Emotional accounting
The most important thing in cognitive therapy is to observe your thoughts and your feelings. Thus you can add two more columns to the above-mentioned table and do some emotional accounting. You can specify the type of feeling and its intensity (0 – 100) from before the rational response to cognitive distortion and afterwards. It’s a good way of determining how much your feeling will actually improve.
Thus columns in your table would be:
- Automatic negative thought (“I never do things right”)
- Type of negative feeling and intensity (Anger, 90%)
- Type of cognitive distortion (Overgeneralization)
- Rational response (“Not true, I do a lot of things right”, for example…)
- Intensity of negative feeling (Anger, 30%)
An important part of emotional accounting is also the mental biofeedback. It simply means clicking a button each time a negative thought about you crosses your mind. With this technique, you will always be alert for negative thoughts about yourself. You should probably do this exercise first, before any others, just to become aware of your negative thoughts and how many of them you have.
That’s basically it. It sounds simple, but it’s not. Nevertheless it’s definitely worth it. You don’t have to do anything especially worthy to create or deserve self-esteem. All you have to do is turn off that critical, inner voice. Your inner self-abuse springs from illogical, distorted thinking. Your sense of worthiness is not based on truth, it’s just the abscess that lies at the core of your negative thinking. Deal with your inner critique and your thoughts will improve.
Negative thinking can really paralyze you, your willpower and your desire to do things. Mindsets like hopelessness, helplessness, overwhelming yourself, jumping to conclusions, self-labelling, undervaluing the reward, perfectionism, fear of failure, fear of success, fear of disapproval and criticism, coercion and resentment, low frustration tolerance, guilt and self-blame are usually most commonly associated with procrastination. And you deserve better.

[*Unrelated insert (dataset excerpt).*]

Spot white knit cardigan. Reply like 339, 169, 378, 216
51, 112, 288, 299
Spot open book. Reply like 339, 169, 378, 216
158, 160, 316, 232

You should identify your negative thoughts, your cognitive distortions and your paralyzing mindsets. Keeping a schedule of negative thoughts, fixing your cognitive distortions, keeping a daily activity schedule as well as rewarding yourself and giving yourself credit is a way towards a whole new, more positive life. Focusing on your progress, what you’ve done and fixing your negative interpretations and beliefs will help you with your feeling of self-worth and thus you will be able to enjoy life more. At the end of the day, the most important thing is that you respect and love yourself.
Here is a good checklist you can download to refresh your memory about cognitive distortions when needed.
Start small. It is first action and then motivation, not vice versa. A little action leads to motivation and motivation leads to more action. Don’t just wait for motivation to come out of nowhere. It won’t happen. Just do it. Take a piece of paper and start writing down negative thoughts you have about yourself. Take a piece of paper and write down three small things you will do tomorrow. Then do them all.